Like a lot of nerds, I'm actually pretty introverted. I'm okay with this. But by adding layers, complications and hassles to socializing by having everything online, I wound up isolating myself to the point that even I'm realizing it.
I tried running a D&D campaign during the first lockdown, but preparing the maps and everything on the virtual tabletop was a lot of work and I didn't have the fun I expected during the sessions. I still have the stuff there and I keep thinking that I'll come back to it. We'll see.
The coffee shop where I met the writing group and did some gaming closed down a few months ago. There doesn't seem to be a good substitute.
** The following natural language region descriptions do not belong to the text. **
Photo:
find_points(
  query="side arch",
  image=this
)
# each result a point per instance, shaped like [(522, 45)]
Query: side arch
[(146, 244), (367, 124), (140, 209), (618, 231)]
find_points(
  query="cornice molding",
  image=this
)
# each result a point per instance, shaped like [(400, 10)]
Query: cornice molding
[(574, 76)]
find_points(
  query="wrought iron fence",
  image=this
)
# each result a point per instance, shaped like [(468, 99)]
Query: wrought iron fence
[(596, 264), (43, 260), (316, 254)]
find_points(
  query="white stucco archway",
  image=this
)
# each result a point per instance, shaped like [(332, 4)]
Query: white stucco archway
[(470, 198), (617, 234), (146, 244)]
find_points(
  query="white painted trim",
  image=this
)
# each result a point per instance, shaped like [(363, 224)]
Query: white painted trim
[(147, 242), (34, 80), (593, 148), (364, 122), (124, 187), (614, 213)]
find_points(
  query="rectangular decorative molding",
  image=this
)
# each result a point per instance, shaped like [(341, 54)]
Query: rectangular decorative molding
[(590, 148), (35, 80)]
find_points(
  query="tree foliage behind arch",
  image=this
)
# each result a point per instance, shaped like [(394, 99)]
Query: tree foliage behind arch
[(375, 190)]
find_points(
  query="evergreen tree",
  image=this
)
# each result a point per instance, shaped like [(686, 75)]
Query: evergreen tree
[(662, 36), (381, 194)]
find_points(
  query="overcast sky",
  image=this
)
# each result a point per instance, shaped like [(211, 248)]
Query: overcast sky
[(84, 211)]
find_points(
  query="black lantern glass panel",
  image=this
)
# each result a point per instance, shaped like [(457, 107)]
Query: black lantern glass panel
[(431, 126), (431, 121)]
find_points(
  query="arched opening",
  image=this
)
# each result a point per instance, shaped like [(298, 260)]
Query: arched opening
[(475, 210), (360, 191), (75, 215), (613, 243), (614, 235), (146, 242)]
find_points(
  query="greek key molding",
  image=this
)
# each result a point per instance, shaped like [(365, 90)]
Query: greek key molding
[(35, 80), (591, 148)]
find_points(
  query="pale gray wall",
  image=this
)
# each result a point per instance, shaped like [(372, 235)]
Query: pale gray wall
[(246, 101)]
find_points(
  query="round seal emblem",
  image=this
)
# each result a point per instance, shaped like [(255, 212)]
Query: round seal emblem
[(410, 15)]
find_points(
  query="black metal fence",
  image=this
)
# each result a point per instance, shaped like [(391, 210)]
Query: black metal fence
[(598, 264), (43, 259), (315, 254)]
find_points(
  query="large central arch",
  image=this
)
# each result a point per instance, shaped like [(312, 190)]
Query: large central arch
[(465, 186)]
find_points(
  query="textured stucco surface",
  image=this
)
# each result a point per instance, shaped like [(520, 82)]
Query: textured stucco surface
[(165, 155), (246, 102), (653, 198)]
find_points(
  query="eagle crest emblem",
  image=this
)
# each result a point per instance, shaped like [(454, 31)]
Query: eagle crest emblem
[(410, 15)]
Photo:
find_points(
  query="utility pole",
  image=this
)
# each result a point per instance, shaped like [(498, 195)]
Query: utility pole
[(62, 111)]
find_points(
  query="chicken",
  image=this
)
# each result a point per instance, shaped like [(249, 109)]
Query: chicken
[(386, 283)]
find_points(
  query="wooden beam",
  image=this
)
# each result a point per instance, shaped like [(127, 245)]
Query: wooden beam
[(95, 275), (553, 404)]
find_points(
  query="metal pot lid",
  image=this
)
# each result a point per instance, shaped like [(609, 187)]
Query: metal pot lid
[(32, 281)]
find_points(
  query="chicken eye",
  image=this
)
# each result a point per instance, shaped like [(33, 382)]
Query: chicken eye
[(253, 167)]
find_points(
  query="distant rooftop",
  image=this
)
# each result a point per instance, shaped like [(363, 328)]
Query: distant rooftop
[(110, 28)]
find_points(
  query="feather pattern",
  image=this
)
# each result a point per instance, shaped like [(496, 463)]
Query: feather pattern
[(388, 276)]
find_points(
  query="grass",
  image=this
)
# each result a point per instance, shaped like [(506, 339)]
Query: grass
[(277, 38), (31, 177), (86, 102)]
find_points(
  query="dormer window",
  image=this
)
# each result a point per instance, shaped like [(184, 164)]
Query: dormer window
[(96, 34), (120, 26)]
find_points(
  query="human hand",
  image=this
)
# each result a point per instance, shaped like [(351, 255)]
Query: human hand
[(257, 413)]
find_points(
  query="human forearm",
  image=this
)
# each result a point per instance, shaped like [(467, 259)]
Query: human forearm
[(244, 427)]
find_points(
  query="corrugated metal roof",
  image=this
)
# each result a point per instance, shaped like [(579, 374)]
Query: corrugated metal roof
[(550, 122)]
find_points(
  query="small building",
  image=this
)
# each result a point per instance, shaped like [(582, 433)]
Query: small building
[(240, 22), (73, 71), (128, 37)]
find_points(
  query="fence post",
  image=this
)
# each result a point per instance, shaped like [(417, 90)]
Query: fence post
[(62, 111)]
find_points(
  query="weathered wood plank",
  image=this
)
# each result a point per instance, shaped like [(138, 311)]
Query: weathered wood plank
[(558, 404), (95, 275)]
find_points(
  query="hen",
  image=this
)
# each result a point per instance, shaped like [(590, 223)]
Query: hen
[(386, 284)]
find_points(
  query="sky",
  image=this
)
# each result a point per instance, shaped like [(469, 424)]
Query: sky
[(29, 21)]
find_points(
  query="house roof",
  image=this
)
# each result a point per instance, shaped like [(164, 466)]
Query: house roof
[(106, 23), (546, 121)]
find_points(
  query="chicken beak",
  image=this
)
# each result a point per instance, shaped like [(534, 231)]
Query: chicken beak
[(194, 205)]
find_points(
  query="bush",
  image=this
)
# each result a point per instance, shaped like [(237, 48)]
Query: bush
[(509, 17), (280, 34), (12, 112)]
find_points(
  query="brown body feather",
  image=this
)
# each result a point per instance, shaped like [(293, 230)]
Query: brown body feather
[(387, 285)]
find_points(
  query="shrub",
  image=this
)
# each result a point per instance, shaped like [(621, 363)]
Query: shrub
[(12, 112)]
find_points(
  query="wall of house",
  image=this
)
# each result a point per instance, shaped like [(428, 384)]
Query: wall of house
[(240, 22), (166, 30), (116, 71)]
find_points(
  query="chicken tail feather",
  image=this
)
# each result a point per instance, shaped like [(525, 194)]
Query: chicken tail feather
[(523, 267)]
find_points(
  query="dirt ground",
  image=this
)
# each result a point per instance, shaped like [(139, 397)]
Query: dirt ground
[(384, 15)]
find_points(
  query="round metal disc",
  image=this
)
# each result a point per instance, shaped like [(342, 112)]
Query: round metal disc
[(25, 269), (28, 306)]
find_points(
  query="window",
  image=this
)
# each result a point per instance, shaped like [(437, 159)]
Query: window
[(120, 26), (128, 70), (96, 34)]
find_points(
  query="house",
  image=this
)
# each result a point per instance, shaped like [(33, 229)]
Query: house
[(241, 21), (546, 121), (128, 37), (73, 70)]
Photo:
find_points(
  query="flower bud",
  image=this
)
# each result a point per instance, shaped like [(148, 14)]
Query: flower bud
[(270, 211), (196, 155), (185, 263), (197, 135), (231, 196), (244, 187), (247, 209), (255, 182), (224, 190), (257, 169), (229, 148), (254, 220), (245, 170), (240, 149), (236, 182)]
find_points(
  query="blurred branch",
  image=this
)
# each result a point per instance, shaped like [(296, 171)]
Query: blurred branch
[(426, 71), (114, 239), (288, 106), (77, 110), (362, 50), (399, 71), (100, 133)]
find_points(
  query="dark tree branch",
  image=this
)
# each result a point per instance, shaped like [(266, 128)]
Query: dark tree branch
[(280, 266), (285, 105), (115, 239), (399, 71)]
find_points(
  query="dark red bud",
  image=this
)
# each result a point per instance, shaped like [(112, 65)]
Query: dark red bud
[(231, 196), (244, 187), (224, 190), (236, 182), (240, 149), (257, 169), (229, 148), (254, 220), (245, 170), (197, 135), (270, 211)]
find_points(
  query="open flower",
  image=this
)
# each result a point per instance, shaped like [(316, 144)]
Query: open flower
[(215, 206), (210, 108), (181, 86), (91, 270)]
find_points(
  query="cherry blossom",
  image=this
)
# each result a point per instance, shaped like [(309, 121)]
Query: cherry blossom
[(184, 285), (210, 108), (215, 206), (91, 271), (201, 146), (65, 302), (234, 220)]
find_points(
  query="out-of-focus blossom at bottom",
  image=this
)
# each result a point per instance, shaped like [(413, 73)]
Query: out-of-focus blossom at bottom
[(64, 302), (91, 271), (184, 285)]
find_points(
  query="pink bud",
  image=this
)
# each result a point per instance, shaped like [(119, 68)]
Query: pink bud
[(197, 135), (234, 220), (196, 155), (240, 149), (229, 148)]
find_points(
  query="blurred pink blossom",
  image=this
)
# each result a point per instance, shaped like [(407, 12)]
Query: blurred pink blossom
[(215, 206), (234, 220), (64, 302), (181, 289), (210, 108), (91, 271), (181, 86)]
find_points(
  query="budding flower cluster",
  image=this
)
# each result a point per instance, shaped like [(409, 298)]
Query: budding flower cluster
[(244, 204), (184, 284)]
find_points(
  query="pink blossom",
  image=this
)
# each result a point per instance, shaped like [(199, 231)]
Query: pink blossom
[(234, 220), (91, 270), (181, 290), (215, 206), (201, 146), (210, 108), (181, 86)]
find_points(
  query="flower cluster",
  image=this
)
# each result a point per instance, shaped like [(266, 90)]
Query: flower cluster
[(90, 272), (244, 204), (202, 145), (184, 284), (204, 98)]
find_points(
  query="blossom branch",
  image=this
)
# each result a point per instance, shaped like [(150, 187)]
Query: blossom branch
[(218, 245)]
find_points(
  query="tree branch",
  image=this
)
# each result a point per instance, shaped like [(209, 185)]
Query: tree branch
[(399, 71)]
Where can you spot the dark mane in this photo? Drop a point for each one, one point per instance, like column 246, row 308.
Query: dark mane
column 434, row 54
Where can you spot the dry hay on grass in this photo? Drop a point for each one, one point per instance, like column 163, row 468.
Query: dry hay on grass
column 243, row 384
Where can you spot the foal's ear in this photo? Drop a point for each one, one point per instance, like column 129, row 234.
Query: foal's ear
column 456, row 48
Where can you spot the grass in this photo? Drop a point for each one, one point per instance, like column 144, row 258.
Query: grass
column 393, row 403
There isn't a nearby place to gather a group and pay your admission with a cup of coffee or a bagel in the evening.
The writing group moved online, but with my reticence to call my online activities "socializing," I only recently rejoined the group. I'm carving out some of that writing time to write this. I need to do something. I need to get back out into the world.
A new game store opened up in reasonable range from me a few months ago. It seems really nice. I should try to run a game there. I just need to figure out what and find the energy and focus to put it together. And of course, out of deference to the new game store, it should be something that they carry. Which means that I can't lean on my old games, no matter how much I may love them.
Maybe I'll run Adventures in Oz and give them a few copies on a consignment basis. We'll see.